University of Wisconsin–Madison

JD is common in goats.

July 18, 2023, Italian researchers published a study on paratuberculosis in 33 dairy goat farms in northern Italy. Their study explored associations between animal welfare and herd biosecurity with the rate of MAP infections in each herd as detected by a commercial serum ELISA kit. The study was published in the journal Animals and is Open Access.


Paratuberculosis is a notable infectious disease of ruminants. Goats appear to be particularly susceptible. The survey aimed to investigate the spread of paratuberculosis in Italian goat farming and evaluate whether the presence of the disease could be influenced by welfare and biosecurity deficiencies. A serological survey for paratuberculosis in 33 dairy farms in northern Italy was conducted. Contextually, animal welfare and biosecurity were assessed, using a standardized protocol of 36 welfare indicators and 15 biosecurity indicators which assigns to each farm a welfare and biosecurity score from 0 (any application) to 100% (full application). An overall result of less than 60% was considered insufficient. Nineteen farms (58%) tested positive for paratuberculosis, with a mean intra-herd seroprevalence of 7.4%. Total welfare ranged from 39.56 to 90.7% (mean 68.64%). Biosecurity scores ranged from 10.04 to 90.01% (mean 57.57%). Eight farms (24%) showed poor welfare conditions (welfare score < 60%) and 19 (58%) an unsatisfactory biosecurity condition (biosecurity score < 60%). With respect to the explorative character of the study, an indicative association between seven welfare and biosecurity indicators and paratuberculosis seropositivity was identified. The presence of paratuberculosis in northern Italy dairy goat farms was confirmed. The welfare and biosecurity assessment protocol proved to be an accurate tool, capable of identifying critical points for managing health, welfare and productivity.


Paratuberculosis is common among goat herds and yet it is an often-overlooked infectious disease problem that compromises animal health, animal productivity, and animal welfare. The finding in Italy that 58% of the 33 herds tested were positive by ELISA is consistent with similar studies in other parts of the world. Importantly, they showed a correlation between the MAP-infection status of herds and their levels of animal welfare and herd biosecurity.

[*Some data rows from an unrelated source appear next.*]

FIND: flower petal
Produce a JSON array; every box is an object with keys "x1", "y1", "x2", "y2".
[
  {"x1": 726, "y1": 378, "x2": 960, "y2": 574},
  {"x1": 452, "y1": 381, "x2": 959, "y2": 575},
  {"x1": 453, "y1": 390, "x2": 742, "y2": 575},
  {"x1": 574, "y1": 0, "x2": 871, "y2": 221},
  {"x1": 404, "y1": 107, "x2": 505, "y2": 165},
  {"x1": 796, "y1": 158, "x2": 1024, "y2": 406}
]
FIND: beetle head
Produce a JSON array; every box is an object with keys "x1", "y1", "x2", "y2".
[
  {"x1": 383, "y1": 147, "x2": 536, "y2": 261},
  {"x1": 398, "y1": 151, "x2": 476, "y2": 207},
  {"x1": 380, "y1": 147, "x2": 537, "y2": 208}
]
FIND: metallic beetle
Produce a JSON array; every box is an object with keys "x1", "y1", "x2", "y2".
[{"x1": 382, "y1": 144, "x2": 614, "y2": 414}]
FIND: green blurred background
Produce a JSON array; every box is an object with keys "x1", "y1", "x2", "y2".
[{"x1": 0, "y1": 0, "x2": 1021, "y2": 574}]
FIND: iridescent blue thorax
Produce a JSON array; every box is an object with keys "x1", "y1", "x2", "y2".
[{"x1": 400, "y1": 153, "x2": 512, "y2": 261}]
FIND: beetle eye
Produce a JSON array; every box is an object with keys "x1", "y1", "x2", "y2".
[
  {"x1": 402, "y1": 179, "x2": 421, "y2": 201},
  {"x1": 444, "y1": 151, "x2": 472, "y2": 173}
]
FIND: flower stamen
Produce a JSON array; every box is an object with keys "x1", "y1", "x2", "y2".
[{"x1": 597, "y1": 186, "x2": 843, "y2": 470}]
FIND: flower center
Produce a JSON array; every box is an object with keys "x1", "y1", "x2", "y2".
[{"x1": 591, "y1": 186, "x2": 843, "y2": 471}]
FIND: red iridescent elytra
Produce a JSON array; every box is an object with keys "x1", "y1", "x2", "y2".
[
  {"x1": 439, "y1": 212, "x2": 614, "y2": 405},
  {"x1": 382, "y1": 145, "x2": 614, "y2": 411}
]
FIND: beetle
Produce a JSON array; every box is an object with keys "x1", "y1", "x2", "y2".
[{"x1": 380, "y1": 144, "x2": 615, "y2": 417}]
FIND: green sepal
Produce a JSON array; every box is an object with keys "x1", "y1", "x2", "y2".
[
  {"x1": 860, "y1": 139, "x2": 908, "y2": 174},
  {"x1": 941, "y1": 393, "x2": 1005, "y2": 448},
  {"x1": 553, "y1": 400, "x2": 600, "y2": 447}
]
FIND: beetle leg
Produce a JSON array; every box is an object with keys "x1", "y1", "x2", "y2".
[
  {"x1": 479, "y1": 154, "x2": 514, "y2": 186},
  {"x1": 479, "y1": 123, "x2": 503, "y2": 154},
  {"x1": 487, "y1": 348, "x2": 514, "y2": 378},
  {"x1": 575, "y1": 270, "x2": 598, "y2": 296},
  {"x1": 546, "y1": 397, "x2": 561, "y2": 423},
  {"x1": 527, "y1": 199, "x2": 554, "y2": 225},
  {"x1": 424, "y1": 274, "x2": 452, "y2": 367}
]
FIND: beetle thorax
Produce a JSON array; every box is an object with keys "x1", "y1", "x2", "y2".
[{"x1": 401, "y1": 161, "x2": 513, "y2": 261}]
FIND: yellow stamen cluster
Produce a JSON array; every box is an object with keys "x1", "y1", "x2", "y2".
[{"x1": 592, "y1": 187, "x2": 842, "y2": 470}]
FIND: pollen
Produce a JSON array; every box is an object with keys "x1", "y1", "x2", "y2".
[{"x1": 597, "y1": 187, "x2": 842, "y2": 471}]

The Italian findings are consistent with other such surveys of goat herds in other countries done using commercial ELISA kits. In France, researchers tested 11,847 goats over 6 months old in 105 herds finding that 55.2% of herds were seropositive with 5.9% of goats being ELISA-positive within the MAP-infected herds (Mercier, 2010). In the U.S., Pithua reported in 2012 that 9 of 25 (36%) Boer goat herds in the state of Missouri were positive for paratuberculosis using a commercial ELISA kit. A 2011 study done in Cyprus tested 72 herds that had goats only or goats kept together and sheep with 4,582 total goats tested using a commercial ELISA kit. They found that 36 of 72 (50%) of herds with goats were ELISA-positive (1 or more positive goats). Within these ELISA-positive herds, 10.3% of goats tested ELISA-positive. A study of 116 herds or Korean Black Goats found regional differences in S. Korea for the rate of ELISA-positive goat herds ranging from 18.2% to 38.2% (Lee et al., 2006). A study of goat herds in the province of Ontario Canada published in 2016 found that 16 of 29 (55.2%) randomly selected dairy goat herds were ELISA-positive.

These high goat herd infection rates are all based on commercial ELISA kits and so can legitimately be compared. Because the ELISA is less sensitive than other diagnostic tests like fecal PCR, the reported values, called apparent prevalence rates, are underestimates. The true infection rates (called true herd-level prevalence) are even higher. In the Canadian study, the ELISA detected only 15/29 (52%) of all goats that were shedding MAP in their feces.

Clearly, paratuberculosis is a problem that needs to be addressed among goat herds globally for the sake of the animals, the various types of goat industries, and consumers of goat meat and dairy products.

To limit the risk of bringing MAP infections into goat herds, owners are advised to have a good biosecurity plan.


  • Assume any goat herd you buy from is MAP-infected until proven otherwise. You will be right over 50% of the time. Some owners are simply ignorant about Johne’s disease. Others willfully ignore the problem by intentionally never testing.
  • Only buy or lease goats from herds that are 100% test-negative for paratuberculosis (all adult goats in the herd) within the past 12 months. ELISA testing is acceptable but testing by fecal PCR is far more accurate, as the Canadian study showed.
  • Quarantine all purchased animals until a repeat test is done by fecal PCR and found to be negative.